Buildings affect winds

A 2022 trip to Dubai made me wonder how much research there was on the effects cities, especially those that are rapidly urbanising as well as are building taller, wider structures more closely packed together, had on the winds that passed through them. I found only a few studies then. One said the world’s average wind speed had been increasing since 2010, but its analysis was concerned with the output of wind turbines, not the consequences within urban settlements. Another had considered reducing wind speed within cities as a result of the Venturi effect by planting more trees. I also found a The New York Times article from 1983 about taller skyscrapers directing high winds downwards, to the streets. That was largely it. Maybe I didn’t look hard enough.

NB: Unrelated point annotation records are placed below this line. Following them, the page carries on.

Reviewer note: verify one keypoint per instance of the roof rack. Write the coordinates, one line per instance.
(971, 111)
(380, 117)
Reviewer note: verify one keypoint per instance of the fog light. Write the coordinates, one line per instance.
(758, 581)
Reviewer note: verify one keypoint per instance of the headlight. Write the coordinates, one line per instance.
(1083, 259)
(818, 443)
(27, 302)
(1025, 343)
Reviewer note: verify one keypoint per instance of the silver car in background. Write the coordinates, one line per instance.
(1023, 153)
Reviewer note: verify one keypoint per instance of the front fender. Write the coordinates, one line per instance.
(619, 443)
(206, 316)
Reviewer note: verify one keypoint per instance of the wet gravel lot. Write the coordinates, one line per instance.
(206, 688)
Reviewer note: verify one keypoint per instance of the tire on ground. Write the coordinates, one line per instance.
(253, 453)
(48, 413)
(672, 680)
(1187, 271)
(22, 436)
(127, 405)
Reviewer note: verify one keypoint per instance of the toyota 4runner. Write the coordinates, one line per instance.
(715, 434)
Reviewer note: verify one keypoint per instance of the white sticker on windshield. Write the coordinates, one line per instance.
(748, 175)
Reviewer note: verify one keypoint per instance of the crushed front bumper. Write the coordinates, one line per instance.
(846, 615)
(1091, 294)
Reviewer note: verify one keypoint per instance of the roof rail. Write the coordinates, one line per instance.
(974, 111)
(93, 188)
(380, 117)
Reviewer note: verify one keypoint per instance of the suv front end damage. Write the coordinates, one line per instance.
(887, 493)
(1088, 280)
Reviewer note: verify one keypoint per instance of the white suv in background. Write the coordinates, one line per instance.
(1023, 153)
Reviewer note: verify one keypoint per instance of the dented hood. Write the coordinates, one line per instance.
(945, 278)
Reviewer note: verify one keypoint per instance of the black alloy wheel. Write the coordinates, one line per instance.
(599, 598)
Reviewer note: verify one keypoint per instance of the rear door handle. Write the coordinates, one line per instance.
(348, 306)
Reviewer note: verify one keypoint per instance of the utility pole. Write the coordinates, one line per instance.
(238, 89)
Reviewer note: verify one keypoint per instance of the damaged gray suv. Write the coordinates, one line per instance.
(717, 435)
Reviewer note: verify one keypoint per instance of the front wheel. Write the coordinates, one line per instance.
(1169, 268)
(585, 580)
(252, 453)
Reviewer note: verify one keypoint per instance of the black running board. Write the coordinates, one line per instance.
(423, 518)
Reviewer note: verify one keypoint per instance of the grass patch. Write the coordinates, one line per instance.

On June 11, researchers in China published a paper in the Journal of Advances in Modelling Earth Systems in which they reported findings based on a wind speed model they’d built for Shanghai city. According to the paper, Shanghai’s built-up area could slow wind speed by as much as 50%. However, they added, the urban heat-island effect could enhance “the turbulent exchange in the vertical direction of the urban area, and the upper atmospheric momentum is transported down to the surface, increasing the urban surface wind speed”. If the heat-island effect was sufficiently pronounced, then, the wind may not slow at all. I imagine the finding will be useful for people considering the ability of winds to transport pollutants to and disperse them in different areas. I’m also interested in what the model shows for Delhi (which can be hotter), Mumbai (wetter), and Chennai (fewer tall buildings). The relationship between heat-islands and the wind energy is also curious because city parts that are windier are also less warm.

But overall, even if the population density within skyscrapers may be lower than in non-skycraping buildings and tenements, allowing them to built closer together, as is normal in cities like Dubai, where these buildings are almost all located in a “business district” or a “financial district”, could also make it harder for the wind to ventilate these spaces.